Moldova’s Foreign Minister Natalia Gherman has demanded that Russia pulls out its troops from the breakaway region of Transnistria at the Ministerial Council of the Organisation for Security and Cooperation in Europe (OSCE) in Belgrade on Friday.
Addressing the council, Gherman called on Russia to conform to its obligations to allow civilian mission to take control of the enclave in accordance with an international mandate, adding that talks to end the crisis must continue.
“We reiterate our position on the need to complete the withdrawal of Russian military forces as well as ammunition stockpiles from Moldova in accordance with the international commitments,” Gherman said in a statement.

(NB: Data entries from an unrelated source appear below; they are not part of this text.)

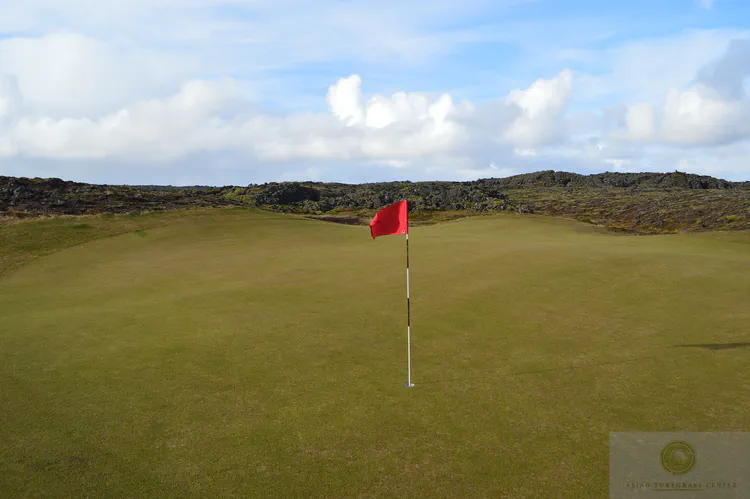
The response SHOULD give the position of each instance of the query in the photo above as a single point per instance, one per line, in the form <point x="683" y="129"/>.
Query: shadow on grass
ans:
<point x="715" y="346"/>
<point x="540" y="371"/>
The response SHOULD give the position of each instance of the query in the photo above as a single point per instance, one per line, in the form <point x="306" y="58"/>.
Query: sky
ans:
<point x="233" y="92"/>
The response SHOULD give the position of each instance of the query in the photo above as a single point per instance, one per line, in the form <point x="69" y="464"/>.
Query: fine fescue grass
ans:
<point x="236" y="353"/>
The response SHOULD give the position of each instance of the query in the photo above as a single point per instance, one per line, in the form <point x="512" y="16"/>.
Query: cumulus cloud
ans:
<point x="210" y="116"/>
<point x="541" y="106"/>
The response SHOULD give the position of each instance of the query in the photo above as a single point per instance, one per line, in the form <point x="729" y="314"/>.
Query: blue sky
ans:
<point x="245" y="91"/>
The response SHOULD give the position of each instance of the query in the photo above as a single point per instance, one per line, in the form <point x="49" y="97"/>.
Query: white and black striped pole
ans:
<point x="408" y="314"/>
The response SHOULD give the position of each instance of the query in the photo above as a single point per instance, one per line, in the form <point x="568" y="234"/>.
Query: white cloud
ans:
<point x="541" y="106"/>
<point x="640" y="121"/>
<point x="209" y="116"/>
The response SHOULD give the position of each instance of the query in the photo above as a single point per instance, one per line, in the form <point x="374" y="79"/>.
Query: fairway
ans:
<point x="239" y="353"/>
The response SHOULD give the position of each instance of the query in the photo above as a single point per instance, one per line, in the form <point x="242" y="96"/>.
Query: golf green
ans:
<point x="235" y="353"/>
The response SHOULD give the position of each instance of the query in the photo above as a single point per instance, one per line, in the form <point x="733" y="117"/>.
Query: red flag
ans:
<point x="392" y="219"/>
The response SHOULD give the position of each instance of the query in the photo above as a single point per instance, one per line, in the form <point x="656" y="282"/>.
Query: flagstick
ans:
<point x="408" y="314"/>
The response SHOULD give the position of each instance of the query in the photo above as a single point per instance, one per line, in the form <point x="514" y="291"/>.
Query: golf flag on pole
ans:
<point x="394" y="219"/>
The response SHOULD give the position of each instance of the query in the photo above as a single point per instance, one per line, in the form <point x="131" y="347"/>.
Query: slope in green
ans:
<point x="243" y="354"/>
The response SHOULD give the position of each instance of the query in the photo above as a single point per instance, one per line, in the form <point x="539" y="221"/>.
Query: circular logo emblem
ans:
<point x="677" y="458"/>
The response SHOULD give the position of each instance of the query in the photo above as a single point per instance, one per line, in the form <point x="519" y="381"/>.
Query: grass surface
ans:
<point x="235" y="353"/>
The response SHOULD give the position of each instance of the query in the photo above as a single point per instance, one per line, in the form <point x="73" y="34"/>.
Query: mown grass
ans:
<point x="235" y="353"/>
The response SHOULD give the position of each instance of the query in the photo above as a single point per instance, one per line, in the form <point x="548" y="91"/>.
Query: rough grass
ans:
<point x="246" y="354"/>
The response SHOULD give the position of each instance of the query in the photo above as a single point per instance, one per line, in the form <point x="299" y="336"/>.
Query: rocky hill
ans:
<point x="641" y="202"/>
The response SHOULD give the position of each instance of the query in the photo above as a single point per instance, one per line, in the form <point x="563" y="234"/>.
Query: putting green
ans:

“We also support a transparent process of destruction of the ammunition. In addition, the current peacekeeping operation has to be transformed into an international civilian mission to address the real needs on the ground,” she concluded.
Transnistria, an unrecognised state wedged between Ukraine and EU member Romania, declared its independence from Moldova in 1990.
In 1992, around 1,500 people were killed in a war between Moldova and the authorities in Transnistria, with Russian Cossacks intervening on the side of the breakaway enclave.
Although Russia does not formally recognise Transnistria, many of the half a million people living in the region have Russian citizenship and enjoy the support of the Russian state.
Today, Russia has 1,200 soldiers from its 14th Army and more than 20,000 tonnes of bombs stored in Transnistria, despite having promised to withdraw its troops and weapons from the region at an OSCE summit in Istanbul in 1999.
In 2014, Transnistria requested to unite with Russia following Moscow’s annexation of Crimea from Ukraine. It has also been speculated that Russia aims to create a corridor along Ukraine’s southern Black Sea coast to link Transnistria with territories under the control of pro-Russian separatists in eastern Ukraine.
Moldova is additionally troubled by pro-Russian sentiment in its autonomous region of Gagauzia, with 98.4 percent of voters in the region expressing a desire for closer relations with the Russian-led CIS Customs Union in a poll conducted in early 2014.